Alphabet and Facebook are among the marquee names, but one combatant in the streaming wars could push its way into the spotlight when it kicks off the big week of reports bright and early Monday morning.
"Taking a look at the last eight quarters, AT&T has averaged moves of just under 5%. The options market is expecting a move somewhat more modest than that. Right now, it's implying a move of about 4.5%," Optimize Advisors President Michael Khouw said Thursday on "Fast Money."
The stock has performed admirably in 2019, surging more than 30% on the year. It will be a tough task to keep that momentum going through Monday's report barring some big-time numbers, and options traders don't seem convinced a show-stopping beat is in the cards.

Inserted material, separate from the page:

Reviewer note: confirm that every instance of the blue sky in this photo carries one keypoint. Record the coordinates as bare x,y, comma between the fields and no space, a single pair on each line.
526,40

"Despite how the stock has traded this year, a lot of the trades were bearish. Some of them were more neutral in nature," said Khouw. "We saw a seller of 2,700 of the Nov. 22 weekly 40-strike calls for just $0.18. So the seller of these calls is obviously making the bet that the stock's not going to rally through that 40-strike price, certainly not by the amount of premium they're collecting."
As Khouw would point out, that amount of premium isn't too flashy, but this bet has a high probability of paying off. Over the last 44 of AT&T's reported quarters, selling calls at least 8% out of the money — as this trader is doing — has been profitable 41 times. So, while this trade isn't exactly a get-rich-quick scheme, it's a solid bet.
It's also possible that this trader is selling these against a long position in AT&T as some extra insurance.
"We can see that the stock has obviously performed very well so far this year, but basically, [this trader] is drawing a line in the sand and saying, 'This is the level where I would be willing to get out,'" said Khouw.
AT&T was trading slightly higher in Friday's session.